OpenAI reasoning models

Use reasoning_effort on POST /chat/completions. Current registry examples:
  • openai/o1
  • openai/o1-pro
  • openai/o3-mini
  • openai/o3
  • openai/o3-pro
The router schema accepts all six enum values, but the current o1 and o3 entries in the model registry only advertise low, medium, and high. Model support is ultimately model-specific.

Google Gemini

Use the thinking object. Level-based examples:
  • google/gemini-3-flash-preview
  • google/gemini-3-pro-preview
Budget-based examples:
  • google/gemini-2.5-flash
  • google/gemini-2.5-flash-lite
  • google/gemini-2.5-pro
Router behavior:
  • thinking: { "type": "disabled" } is valid
  • On thinking_enforced models such as google/gemini-2.5-pro, disabling thinking is coerced to a minimum budget of 128
  • On non-enforced Gemini models, disabling thinking becomes a budget of 0

Anthropic Claude

On POST /chat/completions, Anthropic uses thinking: { type, budget_tokens }. Current registry examples:
  • anthropic/claude-sonnet-4-20250514
  • anthropic/claude-sonnet-4-5-20250929
  • anthropic/claude-opus-4-5-20251101
Router behavior:
  • Anthropic chat completions only forward thinking when type is enabled
  • budget_tokens must be greater than 0 to be forwarded
  • thinking_level is not used for Anthropic chat completions

Responses API

If you call POST /responses, use the OpenAI-style reasoning object instead of reasoning_effort.
{
  "model": "openai/o3-mini",
  "input": "Solve this step by step.",
  "reasoning": {
    "effort": "medium"
  }
}

Usage and Output

Reasoning token usage is returned under usage.completion_tokens_details.reasoning_tokens.
{
  "usage": {
    "prompt_tokens": 120,
    "completion_tokens": 980,
    "total_tokens": 1100,
    "completion_tokens_details": {
      "reasoning_tokens": 640
    }
  }
}
Do not rely on visible chain-of-thought text being present in every response.
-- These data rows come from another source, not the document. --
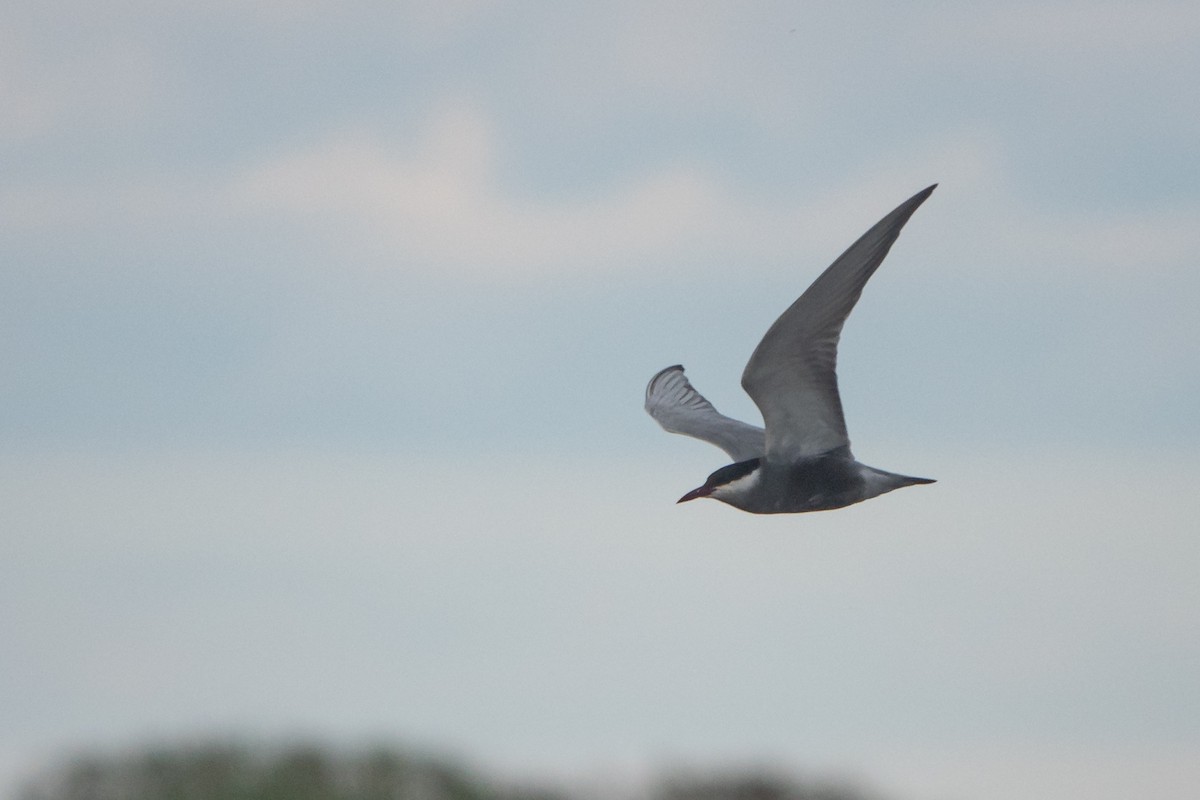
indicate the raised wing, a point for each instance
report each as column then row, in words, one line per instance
column 792, row 373
column 678, row 408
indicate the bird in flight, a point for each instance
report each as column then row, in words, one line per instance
column 802, row 461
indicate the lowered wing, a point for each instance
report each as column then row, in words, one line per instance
column 678, row 408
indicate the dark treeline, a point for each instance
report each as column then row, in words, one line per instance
column 226, row 771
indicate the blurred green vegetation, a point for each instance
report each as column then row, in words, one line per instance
column 228, row 771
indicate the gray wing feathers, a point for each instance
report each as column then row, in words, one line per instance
column 792, row 373
column 678, row 408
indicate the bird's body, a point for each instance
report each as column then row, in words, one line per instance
column 801, row 461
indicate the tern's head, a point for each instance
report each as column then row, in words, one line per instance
column 727, row 482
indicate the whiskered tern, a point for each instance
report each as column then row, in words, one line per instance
column 802, row 461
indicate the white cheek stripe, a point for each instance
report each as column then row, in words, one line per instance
column 739, row 486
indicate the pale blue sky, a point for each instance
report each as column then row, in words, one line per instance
column 305, row 305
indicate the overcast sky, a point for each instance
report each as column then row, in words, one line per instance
column 323, row 336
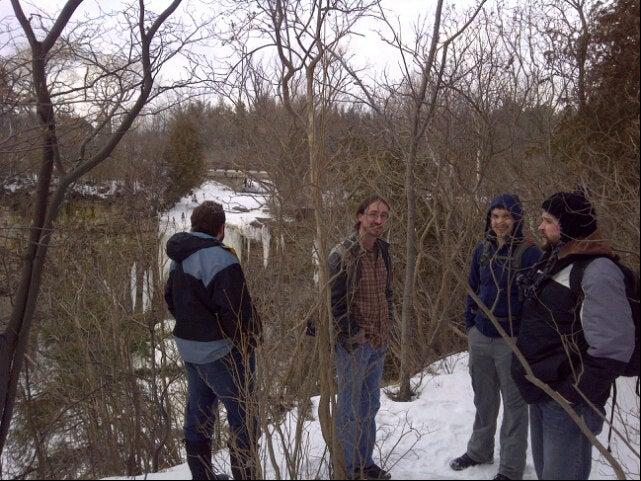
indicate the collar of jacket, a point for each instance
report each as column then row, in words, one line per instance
column 355, row 248
column 593, row 245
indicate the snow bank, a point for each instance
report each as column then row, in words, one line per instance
column 242, row 210
column 417, row 440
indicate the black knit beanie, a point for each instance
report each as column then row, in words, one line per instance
column 574, row 212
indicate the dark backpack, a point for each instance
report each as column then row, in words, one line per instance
column 633, row 293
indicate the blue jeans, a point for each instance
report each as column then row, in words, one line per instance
column 231, row 381
column 358, row 374
column 559, row 448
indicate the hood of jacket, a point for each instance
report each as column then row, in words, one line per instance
column 182, row 245
column 512, row 204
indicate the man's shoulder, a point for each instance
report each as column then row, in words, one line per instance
column 207, row 262
column 345, row 246
column 601, row 269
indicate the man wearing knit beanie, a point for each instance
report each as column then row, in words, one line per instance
column 577, row 334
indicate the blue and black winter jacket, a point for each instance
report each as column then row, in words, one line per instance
column 494, row 271
column 207, row 293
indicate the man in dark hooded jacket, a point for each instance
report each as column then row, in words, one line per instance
column 577, row 334
column 497, row 261
column 216, row 332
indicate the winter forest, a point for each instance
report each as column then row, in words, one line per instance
column 118, row 118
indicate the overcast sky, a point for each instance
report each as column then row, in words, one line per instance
column 367, row 48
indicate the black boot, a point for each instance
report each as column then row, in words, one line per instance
column 199, row 461
column 242, row 464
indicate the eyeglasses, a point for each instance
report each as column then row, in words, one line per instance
column 381, row 215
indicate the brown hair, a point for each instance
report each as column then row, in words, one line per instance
column 365, row 204
column 208, row 218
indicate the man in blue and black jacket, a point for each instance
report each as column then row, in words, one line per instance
column 498, row 260
column 216, row 332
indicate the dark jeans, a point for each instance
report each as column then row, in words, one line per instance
column 231, row 381
column 559, row 448
column 359, row 374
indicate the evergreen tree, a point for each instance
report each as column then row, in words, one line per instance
column 184, row 158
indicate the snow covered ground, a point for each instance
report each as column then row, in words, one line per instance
column 417, row 440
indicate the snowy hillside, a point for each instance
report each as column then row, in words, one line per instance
column 417, row 440
column 242, row 210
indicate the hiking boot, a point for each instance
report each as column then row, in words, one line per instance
column 376, row 472
column 463, row 462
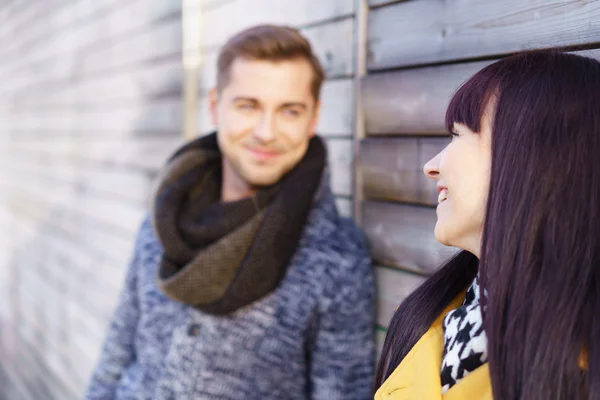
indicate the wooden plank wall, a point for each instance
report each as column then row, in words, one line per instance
column 90, row 106
column 418, row 53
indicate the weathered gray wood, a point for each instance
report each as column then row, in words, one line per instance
column 296, row 13
column 148, row 153
column 130, row 185
column 120, row 216
column 402, row 236
column 160, row 115
column 392, row 169
column 393, row 286
column 430, row 31
column 340, row 164
column 412, row 101
column 380, row 3
column 120, row 24
column 123, row 88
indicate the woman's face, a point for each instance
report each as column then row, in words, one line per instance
column 462, row 171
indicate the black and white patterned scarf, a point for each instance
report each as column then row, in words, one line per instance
column 465, row 342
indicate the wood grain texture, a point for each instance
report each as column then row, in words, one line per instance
column 132, row 22
column 161, row 115
column 430, row 31
column 123, row 88
column 143, row 153
column 412, row 101
column 392, row 169
column 401, row 236
column 380, row 3
column 393, row 286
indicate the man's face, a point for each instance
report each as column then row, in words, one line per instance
column 265, row 117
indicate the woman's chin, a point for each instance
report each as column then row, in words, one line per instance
column 441, row 234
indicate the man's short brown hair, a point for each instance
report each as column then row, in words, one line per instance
column 268, row 43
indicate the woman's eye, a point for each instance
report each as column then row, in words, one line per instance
column 246, row 106
column 291, row 112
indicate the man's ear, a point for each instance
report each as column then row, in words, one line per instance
column 213, row 103
column 315, row 119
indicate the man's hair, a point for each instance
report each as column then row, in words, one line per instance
column 268, row 43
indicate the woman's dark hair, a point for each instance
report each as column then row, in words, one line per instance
column 540, row 254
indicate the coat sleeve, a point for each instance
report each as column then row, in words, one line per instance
column 118, row 349
column 342, row 361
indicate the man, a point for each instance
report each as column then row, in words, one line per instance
column 245, row 282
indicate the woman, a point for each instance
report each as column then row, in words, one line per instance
column 516, row 314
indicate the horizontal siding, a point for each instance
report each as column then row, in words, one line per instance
column 434, row 31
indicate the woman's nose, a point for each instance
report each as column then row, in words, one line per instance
column 432, row 167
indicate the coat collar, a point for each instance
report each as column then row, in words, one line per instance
column 418, row 375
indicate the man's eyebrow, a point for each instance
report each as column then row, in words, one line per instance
column 249, row 99
column 295, row 104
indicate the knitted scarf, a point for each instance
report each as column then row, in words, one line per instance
column 219, row 257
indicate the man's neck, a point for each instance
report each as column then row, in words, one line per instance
column 233, row 187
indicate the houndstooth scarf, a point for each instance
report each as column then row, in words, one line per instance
column 465, row 342
column 219, row 257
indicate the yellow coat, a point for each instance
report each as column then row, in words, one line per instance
column 418, row 375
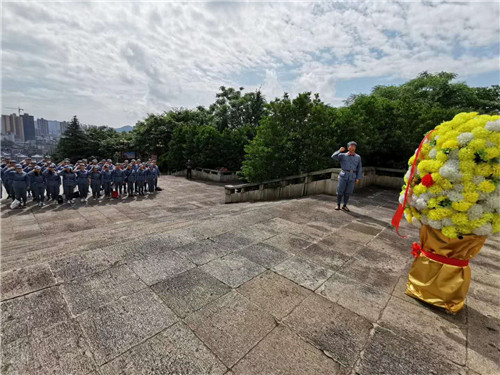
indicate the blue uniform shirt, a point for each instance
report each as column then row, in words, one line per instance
column 349, row 162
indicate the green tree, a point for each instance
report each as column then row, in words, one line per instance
column 295, row 137
column 74, row 143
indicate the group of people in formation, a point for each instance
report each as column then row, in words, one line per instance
column 44, row 179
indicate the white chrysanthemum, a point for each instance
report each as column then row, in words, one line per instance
column 464, row 138
column 477, row 179
column 493, row 202
column 475, row 212
column 420, row 202
column 447, row 222
column 493, row 126
column 484, row 230
column 436, row 224
column 451, row 171
column 416, row 222
column 407, row 175
column 424, row 220
column 453, row 155
column 433, row 153
column 455, row 196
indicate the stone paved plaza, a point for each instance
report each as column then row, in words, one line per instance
column 179, row 283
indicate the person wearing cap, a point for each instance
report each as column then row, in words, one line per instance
column 83, row 181
column 107, row 179
column 157, row 171
column 7, row 173
column 140, row 179
column 118, row 178
column 37, row 183
column 351, row 173
column 20, row 184
column 95, row 181
column 130, row 180
column 53, row 182
column 150, row 178
column 69, row 183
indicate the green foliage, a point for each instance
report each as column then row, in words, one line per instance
column 74, row 142
column 289, row 136
column 295, row 137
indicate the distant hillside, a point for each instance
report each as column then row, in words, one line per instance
column 125, row 128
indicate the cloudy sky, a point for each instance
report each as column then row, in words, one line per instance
column 112, row 62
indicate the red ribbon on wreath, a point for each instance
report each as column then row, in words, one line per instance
column 396, row 219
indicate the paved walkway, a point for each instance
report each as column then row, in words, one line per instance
column 180, row 283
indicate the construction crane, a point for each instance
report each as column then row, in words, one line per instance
column 19, row 109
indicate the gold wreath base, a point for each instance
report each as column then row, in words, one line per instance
column 439, row 284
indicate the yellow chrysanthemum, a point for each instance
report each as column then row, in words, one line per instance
column 486, row 186
column 461, row 206
column 492, row 152
column 480, row 132
column 419, row 189
column 439, row 213
column 484, row 169
column 459, row 219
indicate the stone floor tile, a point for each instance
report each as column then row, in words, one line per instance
column 80, row 265
column 23, row 315
column 264, row 254
column 233, row 270
column 231, row 326
column 204, row 251
column 288, row 242
column 387, row 353
column 365, row 227
column 283, row 352
column 101, row 288
column 26, row 280
column 303, row 272
column 114, row 328
column 161, row 266
column 232, row 241
column 340, row 245
column 190, row 291
column 175, row 350
column 324, row 255
column 61, row 349
column 359, row 298
column 354, row 236
column 330, row 327
column 274, row 294
column 374, row 268
column 483, row 342
column 422, row 325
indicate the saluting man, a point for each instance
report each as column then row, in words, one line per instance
column 351, row 173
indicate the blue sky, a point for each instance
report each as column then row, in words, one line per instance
column 113, row 62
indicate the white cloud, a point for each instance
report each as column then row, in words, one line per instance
column 111, row 63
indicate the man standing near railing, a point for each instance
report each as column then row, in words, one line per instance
column 351, row 173
column 189, row 166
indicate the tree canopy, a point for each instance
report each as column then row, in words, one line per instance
column 265, row 140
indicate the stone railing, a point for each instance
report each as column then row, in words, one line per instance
column 208, row 174
column 312, row 183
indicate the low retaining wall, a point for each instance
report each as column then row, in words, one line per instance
column 318, row 182
column 208, row 175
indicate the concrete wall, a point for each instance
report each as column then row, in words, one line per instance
column 209, row 175
column 318, row 182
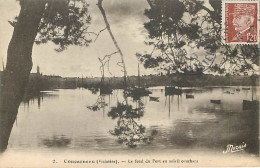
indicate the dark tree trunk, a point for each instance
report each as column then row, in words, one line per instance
column 19, row 65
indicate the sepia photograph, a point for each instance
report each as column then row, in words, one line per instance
column 129, row 83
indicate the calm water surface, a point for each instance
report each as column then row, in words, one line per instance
column 60, row 120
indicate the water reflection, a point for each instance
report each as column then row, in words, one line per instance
column 175, row 122
column 128, row 130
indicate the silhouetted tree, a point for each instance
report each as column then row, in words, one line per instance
column 177, row 25
column 63, row 22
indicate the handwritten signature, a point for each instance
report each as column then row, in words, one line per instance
column 234, row 148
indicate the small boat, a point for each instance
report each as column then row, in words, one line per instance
column 215, row 101
column 250, row 105
column 228, row 92
column 172, row 91
column 139, row 92
column 154, row 98
column 189, row 96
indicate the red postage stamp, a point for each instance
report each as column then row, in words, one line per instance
column 240, row 22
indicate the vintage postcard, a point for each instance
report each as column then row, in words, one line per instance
column 129, row 83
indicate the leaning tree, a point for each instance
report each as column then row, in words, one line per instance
column 178, row 30
column 63, row 22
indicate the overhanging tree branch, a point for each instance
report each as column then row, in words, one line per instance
column 113, row 38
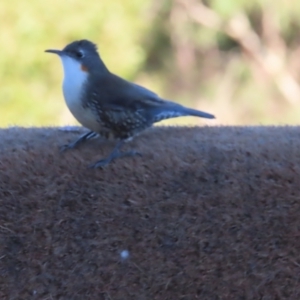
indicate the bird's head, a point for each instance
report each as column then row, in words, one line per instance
column 80, row 56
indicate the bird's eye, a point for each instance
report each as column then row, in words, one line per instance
column 79, row 54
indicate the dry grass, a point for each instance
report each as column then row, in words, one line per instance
column 206, row 213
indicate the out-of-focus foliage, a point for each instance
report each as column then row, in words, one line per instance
column 237, row 59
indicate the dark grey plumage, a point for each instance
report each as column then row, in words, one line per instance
column 121, row 108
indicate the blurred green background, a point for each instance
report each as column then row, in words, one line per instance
column 238, row 59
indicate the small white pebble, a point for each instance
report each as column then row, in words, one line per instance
column 124, row 254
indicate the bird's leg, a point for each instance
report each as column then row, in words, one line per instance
column 116, row 153
column 79, row 141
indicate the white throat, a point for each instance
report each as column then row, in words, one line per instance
column 73, row 82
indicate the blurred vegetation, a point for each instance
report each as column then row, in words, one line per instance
column 238, row 59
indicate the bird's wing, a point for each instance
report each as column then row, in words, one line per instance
column 120, row 94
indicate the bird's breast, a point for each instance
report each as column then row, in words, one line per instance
column 73, row 93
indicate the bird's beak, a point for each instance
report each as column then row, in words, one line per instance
column 58, row 52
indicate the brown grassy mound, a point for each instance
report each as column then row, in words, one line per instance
column 206, row 213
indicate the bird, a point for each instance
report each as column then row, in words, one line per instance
column 107, row 104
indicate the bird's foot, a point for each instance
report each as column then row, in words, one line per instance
column 79, row 141
column 105, row 161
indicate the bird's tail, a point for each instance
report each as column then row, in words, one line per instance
column 174, row 110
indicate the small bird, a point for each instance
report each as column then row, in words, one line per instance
column 108, row 105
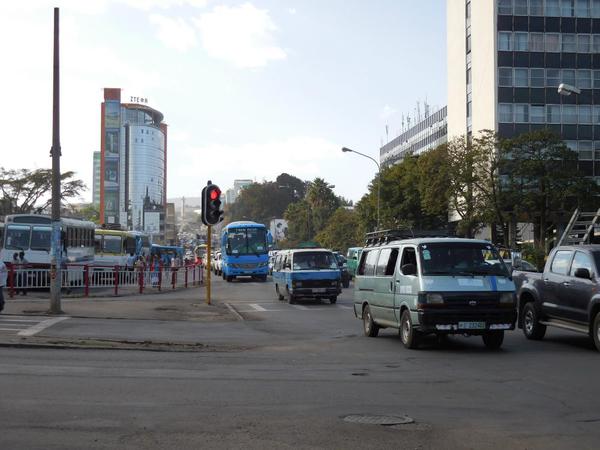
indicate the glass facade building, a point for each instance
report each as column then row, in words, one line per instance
column 425, row 135
column 513, row 55
column 133, row 163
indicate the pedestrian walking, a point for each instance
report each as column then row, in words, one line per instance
column 3, row 278
column 24, row 278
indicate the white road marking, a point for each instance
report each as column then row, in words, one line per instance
column 41, row 326
column 300, row 307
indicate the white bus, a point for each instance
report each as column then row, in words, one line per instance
column 31, row 233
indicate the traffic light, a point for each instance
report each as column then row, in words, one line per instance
column 212, row 213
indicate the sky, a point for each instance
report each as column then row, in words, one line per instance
column 249, row 89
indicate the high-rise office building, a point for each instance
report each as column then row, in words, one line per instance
column 424, row 135
column 506, row 59
column 96, row 179
column 133, row 176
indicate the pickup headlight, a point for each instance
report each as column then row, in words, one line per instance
column 434, row 299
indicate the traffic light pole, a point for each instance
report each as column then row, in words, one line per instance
column 208, row 263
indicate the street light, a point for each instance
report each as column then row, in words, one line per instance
column 567, row 89
column 346, row 150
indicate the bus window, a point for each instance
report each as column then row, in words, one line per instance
column 112, row 244
column 40, row 238
column 17, row 237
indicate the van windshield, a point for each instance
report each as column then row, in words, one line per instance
column 461, row 258
column 314, row 261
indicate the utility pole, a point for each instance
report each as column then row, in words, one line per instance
column 56, row 246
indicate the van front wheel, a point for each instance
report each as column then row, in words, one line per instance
column 371, row 329
column 410, row 337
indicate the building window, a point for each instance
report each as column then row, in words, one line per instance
column 552, row 8
column 537, row 114
column 521, row 43
column 567, row 8
column 536, row 42
column 584, row 79
column 553, row 78
column 553, row 42
column 505, row 7
column 521, row 77
column 505, row 76
column 583, row 43
column 520, row 8
column 536, row 7
column 582, row 8
column 521, row 113
column 585, row 114
column 504, row 41
column 568, row 77
column 537, row 77
column 505, row 112
column 569, row 43
column 596, row 8
column 569, row 114
column 553, row 113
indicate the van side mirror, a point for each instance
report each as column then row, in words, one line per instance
column 582, row 272
column 409, row 269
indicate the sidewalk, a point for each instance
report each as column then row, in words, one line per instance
column 167, row 321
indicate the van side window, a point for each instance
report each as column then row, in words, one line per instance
column 391, row 265
column 361, row 266
column 371, row 262
column 382, row 262
column 409, row 256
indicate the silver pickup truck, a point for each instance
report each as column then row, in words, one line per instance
column 565, row 295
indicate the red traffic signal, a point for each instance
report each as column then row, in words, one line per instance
column 212, row 213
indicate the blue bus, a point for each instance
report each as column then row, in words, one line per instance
column 245, row 250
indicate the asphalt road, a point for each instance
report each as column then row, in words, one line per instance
column 286, row 376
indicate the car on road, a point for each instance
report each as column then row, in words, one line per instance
column 434, row 285
column 306, row 273
column 565, row 295
column 345, row 275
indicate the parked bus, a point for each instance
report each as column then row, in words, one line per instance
column 244, row 249
column 113, row 247
column 31, row 233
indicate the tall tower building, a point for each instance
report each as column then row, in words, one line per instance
column 506, row 59
column 133, row 176
column 96, row 179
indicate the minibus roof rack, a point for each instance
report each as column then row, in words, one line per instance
column 382, row 237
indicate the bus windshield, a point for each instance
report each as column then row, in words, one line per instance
column 246, row 241
column 17, row 237
column 461, row 258
column 40, row 238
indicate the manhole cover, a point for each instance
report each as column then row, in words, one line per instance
column 378, row 420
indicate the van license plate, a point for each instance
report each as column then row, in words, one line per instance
column 471, row 325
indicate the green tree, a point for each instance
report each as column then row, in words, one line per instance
column 27, row 191
column 543, row 174
column 341, row 231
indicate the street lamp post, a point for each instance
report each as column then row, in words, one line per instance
column 346, row 150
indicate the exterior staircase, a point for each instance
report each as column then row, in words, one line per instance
column 580, row 229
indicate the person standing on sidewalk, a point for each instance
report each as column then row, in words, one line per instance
column 24, row 278
column 3, row 277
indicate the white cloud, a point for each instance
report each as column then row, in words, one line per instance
column 242, row 36
column 175, row 33
column 387, row 112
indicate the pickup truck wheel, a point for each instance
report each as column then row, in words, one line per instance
column 410, row 337
column 370, row 328
column 596, row 330
column 532, row 328
column 493, row 339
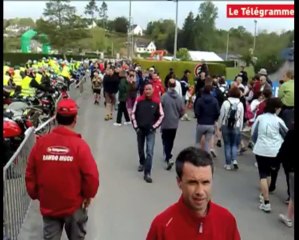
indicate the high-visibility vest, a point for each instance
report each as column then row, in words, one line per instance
column 38, row 78
column 65, row 72
column 5, row 80
column 26, row 89
column 17, row 78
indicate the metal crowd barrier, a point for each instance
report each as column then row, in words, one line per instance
column 15, row 198
column 16, row 201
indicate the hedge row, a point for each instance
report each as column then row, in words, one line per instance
column 179, row 67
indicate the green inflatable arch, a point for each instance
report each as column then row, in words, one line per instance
column 26, row 39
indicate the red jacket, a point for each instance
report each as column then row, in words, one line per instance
column 61, row 172
column 158, row 88
column 179, row 222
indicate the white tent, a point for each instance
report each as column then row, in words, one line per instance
column 204, row 56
The stable contract is the request fields above plus token usage. Provider-specific fields such as reasoning, reasoning_signature, or redacted_reasoning may appear, but they are optional.

Code Examples

curl -X POST https://api.orq.ai/v2/router/chat/completions \
  -H "Authorization: Bearer $ORQ_API_KEY" \
  -H "Content-Type: application/json" \
  -d '{
    "model": "openai/o3-mini",
    "messages": [
      {
        "role": "user",
        "content": "Solve this step by step: What is 15% of 250?"
      }
    ],
    "reasoning_effort": "medium"
  }'

Choosing a Setting

Use reasoning_effort when the model is in the OpenAI o1 or o3 family. Use thinking_level for Gemini 3 preview models. Use budget_tokens for Anthropic and budget-based Gemini models. If you need the current model catalog, use Supported Models.